Sanksi telah menunggu bagi pemerintah desa (Pemdes) yang tidak menganggarkan dan melaksanakan kegiatan Bantuan Langsung Tunai (BLT) desa dari Dana Desa (DD). Apalagi sampai BLT desa tersebut tidak disalurkan ke warganya yang terkena dampak Covid-19.
Kasi Bank Kantor Pelayanan Perbendaharaan Negara (KPPN) Mukomuko, Romeo Juniato, SE menyatakan, sanksi bagi pemdes berupa penghentian penyaluran DD tahap III tahun anggaran 2020. Artinya, pemdes tidak akan dapat membelanjakan DD tahap III, meskipun syarat pencairan untuk DD tahap III lengkap.
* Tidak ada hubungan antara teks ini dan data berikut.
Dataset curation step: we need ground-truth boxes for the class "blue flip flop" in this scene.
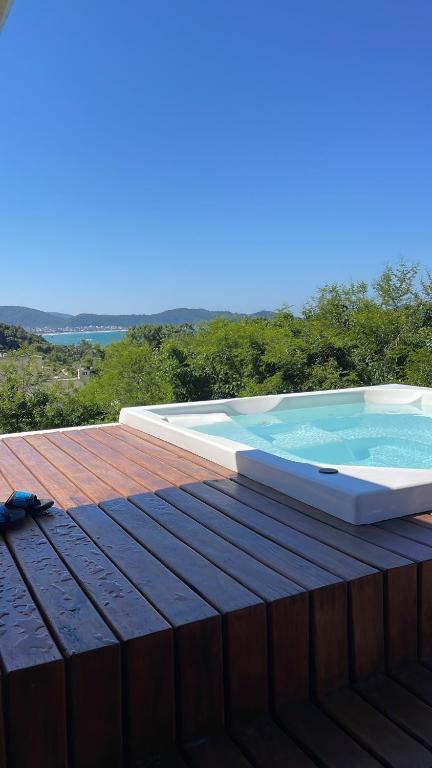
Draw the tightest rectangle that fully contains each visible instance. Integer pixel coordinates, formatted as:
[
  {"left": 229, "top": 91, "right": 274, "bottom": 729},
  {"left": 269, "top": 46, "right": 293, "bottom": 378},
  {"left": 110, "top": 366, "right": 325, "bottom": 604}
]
[{"left": 0, "top": 491, "right": 54, "bottom": 531}]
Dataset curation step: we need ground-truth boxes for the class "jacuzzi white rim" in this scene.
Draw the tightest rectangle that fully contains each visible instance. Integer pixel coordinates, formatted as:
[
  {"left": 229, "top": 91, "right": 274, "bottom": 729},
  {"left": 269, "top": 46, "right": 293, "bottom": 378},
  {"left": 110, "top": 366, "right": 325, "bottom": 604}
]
[{"left": 119, "top": 384, "right": 432, "bottom": 525}]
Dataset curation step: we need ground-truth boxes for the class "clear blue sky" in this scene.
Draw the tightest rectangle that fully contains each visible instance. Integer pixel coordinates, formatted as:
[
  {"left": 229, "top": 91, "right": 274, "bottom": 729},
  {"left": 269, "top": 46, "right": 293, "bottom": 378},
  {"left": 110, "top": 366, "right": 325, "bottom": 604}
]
[{"left": 0, "top": 0, "right": 432, "bottom": 312}]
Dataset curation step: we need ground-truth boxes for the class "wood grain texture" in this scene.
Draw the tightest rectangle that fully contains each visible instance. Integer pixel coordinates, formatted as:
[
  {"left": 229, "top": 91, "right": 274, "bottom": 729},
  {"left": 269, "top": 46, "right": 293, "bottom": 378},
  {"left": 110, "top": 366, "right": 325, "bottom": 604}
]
[
  {"left": 138, "top": 489, "right": 309, "bottom": 701},
  {"left": 7, "top": 518, "right": 122, "bottom": 768},
  {"left": 101, "top": 494, "right": 268, "bottom": 719},
  {"left": 232, "top": 717, "right": 315, "bottom": 768},
  {"left": 277, "top": 701, "right": 382, "bottom": 768},
  {"left": 359, "top": 675, "right": 432, "bottom": 748},
  {"left": 0, "top": 536, "right": 67, "bottom": 768},
  {"left": 0, "top": 672, "right": 6, "bottom": 768},
  {"left": 38, "top": 509, "right": 175, "bottom": 766},
  {"left": 69, "top": 506, "right": 224, "bottom": 741},
  {"left": 323, "top": 689, "right": 432, "bottom": 768}
]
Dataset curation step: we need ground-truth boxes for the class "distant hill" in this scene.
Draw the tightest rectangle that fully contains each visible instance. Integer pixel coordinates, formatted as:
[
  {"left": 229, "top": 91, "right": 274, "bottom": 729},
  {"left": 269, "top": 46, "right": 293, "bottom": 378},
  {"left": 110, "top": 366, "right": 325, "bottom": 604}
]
[
  {"left": 0, "top": 323, "right": 52, "bottom": 353},
  {"left": 0, "top": 307, "right": 272, "bottom": 331}
]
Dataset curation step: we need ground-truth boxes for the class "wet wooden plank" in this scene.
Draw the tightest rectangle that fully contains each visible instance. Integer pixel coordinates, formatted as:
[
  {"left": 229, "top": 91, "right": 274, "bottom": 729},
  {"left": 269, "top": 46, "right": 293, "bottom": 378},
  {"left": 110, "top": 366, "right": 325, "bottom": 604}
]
[
  {"left": 189, "top": 480, "right": 384, "bottom": 694},
  {"left": 158, "top": 488, "right": 352, "bottom": 700},
  {"left": 209, "top": 480, "right": 410, "bottom": 578},
  {"left": 2, "top": 437, "right": 89, "bottom": 507},
  {"left": 158, "top": 483, "right": 340, "bottom": 589},
  {"left": 7, "top": 518, "right": 122, "bottom": 768},
  {"left": 219, "top": 476, "right": 418, "bottom": 671},
  {"left": 0, "top": 536, "right": 67, "bottom": 768},
  {"left": 69, "top": 506, "right": 224, "bottom": 741},
  {"left": 277, "top": 701, "right": 381, "bottom": 768},
  {"left": 359, "top": 675, "right": 432, "bottom": 748},
  {"left": 384, "top": 564, "right": 418, "bottom": 669},
  {"left": 0, "top": 671, "right": 6, "bottom": 768},
  {"left": 323, "top": 689, "right": 432, "bottom": 768},
  {"left": 38, "top": 509, "right": 175, "bottom": 766},
  {"left": 185, "top": 735, "right": 254, "bottom": 768},
  {"left": 348, "top": 573, "right": 385, "bottom": 681},
  {"left": 232, "top": 718, "right": 316, "bottom": 768},
  {"left": 138, "top": 489, "right": 310, "bottom": 698},
  {"left": 391, "top": 663, "right": 432, "bottom": 706},
  {"left": 101, "top": 494, "right": 268, "bottom": 719}
]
“Ada sanksi bagi desa yang tidak melaksanakan. Sanksinya sangat jelas. Pemdes yang tidak menganggarkan dan tidak melaksanakan kegiatan BLT desa, dikenakan sanksi berupa penghentian penyaluran DD tahap III tahun anggaran berjalan,” tegas Romeo.
Bahkan sanksi lebih berat bagi pemdes yang desanya sudah berstatus Desa Mandiri. Sanksi berupa pemotongan DD hingga 50 persen, untuk DD yang akan disalurkan pada tahap II tahun anggaran berikutnya. Artinya, pemdes hanya menerima dana 20 persen dari pengajuan tahap II sebesar 40 persen dari pagu.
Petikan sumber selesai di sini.